Sherman is supposed to have said, as he made his headquarters in the Velvet Shrub, what had been up until 1862 the nicest brothel in town: “Even if this wasn’t a filthy rebel haven, I’d wipe this horrid, freakish place off the face of the Earth simply to satisfy my own sense of human self-interest.”

Trainersville, in all logic and honesty, probably shouldn’t have been rebuilt.
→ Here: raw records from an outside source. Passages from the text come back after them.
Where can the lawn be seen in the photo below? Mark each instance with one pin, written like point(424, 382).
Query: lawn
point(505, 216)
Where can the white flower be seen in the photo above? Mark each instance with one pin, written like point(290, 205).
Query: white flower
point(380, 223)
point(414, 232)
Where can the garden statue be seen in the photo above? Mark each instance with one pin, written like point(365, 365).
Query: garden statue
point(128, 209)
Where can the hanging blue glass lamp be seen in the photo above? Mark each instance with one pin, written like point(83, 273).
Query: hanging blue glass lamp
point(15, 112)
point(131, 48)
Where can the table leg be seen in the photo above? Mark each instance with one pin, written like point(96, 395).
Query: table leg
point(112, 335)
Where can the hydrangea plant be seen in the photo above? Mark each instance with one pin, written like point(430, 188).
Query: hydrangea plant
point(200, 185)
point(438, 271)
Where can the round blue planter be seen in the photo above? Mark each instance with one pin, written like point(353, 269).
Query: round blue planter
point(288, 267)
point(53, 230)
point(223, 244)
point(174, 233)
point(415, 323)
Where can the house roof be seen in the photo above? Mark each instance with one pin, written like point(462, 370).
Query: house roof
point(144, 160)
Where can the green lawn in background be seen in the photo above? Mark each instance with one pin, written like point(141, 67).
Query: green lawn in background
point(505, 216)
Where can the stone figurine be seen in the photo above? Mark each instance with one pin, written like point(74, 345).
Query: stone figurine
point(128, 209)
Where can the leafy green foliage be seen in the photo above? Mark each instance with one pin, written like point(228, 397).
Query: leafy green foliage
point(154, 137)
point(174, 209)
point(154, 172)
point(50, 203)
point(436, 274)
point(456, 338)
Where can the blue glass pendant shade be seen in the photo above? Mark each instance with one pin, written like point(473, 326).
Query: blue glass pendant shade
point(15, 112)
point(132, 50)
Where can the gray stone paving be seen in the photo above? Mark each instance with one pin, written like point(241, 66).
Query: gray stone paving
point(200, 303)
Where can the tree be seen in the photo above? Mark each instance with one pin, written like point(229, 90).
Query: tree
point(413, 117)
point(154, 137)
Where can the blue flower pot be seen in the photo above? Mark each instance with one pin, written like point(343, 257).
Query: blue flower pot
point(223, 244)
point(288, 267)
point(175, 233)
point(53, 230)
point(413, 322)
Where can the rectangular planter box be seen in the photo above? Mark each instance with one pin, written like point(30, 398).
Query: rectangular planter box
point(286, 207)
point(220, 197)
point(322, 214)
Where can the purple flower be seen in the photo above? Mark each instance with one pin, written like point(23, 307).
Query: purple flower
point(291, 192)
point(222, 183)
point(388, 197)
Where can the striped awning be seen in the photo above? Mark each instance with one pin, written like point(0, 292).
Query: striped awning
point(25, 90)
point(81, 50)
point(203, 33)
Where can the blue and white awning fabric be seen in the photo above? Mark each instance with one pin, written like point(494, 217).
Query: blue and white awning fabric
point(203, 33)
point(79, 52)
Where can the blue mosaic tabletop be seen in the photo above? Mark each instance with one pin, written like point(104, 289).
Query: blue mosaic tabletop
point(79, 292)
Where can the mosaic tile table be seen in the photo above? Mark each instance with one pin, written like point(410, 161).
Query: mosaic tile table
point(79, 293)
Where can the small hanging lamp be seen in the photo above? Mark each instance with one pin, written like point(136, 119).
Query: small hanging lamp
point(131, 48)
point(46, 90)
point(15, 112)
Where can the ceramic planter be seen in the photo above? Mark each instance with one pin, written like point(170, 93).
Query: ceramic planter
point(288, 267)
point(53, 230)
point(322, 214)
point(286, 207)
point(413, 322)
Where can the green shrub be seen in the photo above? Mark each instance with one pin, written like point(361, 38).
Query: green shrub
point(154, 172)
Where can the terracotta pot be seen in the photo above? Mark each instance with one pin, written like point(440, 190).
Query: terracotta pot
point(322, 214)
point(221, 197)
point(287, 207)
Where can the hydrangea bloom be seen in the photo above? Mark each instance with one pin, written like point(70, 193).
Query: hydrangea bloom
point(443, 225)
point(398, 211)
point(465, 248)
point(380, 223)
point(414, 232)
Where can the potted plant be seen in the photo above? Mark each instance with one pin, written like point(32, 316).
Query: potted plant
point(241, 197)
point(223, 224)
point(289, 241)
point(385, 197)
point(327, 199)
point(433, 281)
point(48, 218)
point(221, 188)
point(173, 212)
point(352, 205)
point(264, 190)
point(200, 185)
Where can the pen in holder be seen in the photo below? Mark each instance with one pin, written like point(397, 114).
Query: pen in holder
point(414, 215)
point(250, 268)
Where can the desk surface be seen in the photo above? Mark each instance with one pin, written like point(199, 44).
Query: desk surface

Using the reasoning that so many have always used: we did it this way before, folks rebuilt the train lines despite the sand and clay soil, despite the scourge of God mosquitos and despite the fact that the Appalachian wilderness seemed to encroach upon the attempt at civilization as soon as you turned your back on it.

But rebuild they did.

Little else exciting or pertinent to this story has happened in the 150 years since. We were the last county to outlaw prostitution in the state, doing so right around the same time Congress placed a prohibition on alcohol. The legal booze came back, the other did not. There was a brief gun battle over voting fraud just after World War 2.

There is one more thing.

In 1966, Jesse Cochrane, the one and same whose ass-crack hangs out of the AMC Gremlin, made national noteriety when, as a 10-year-old, wandered into one of the many limestone caves, in the area, and emerged 21 days later, after having been given up for dead, from a cave not far from where my Dad lived with his parents, off route 38.

To this day, Jesse has no memory of his time in the cave.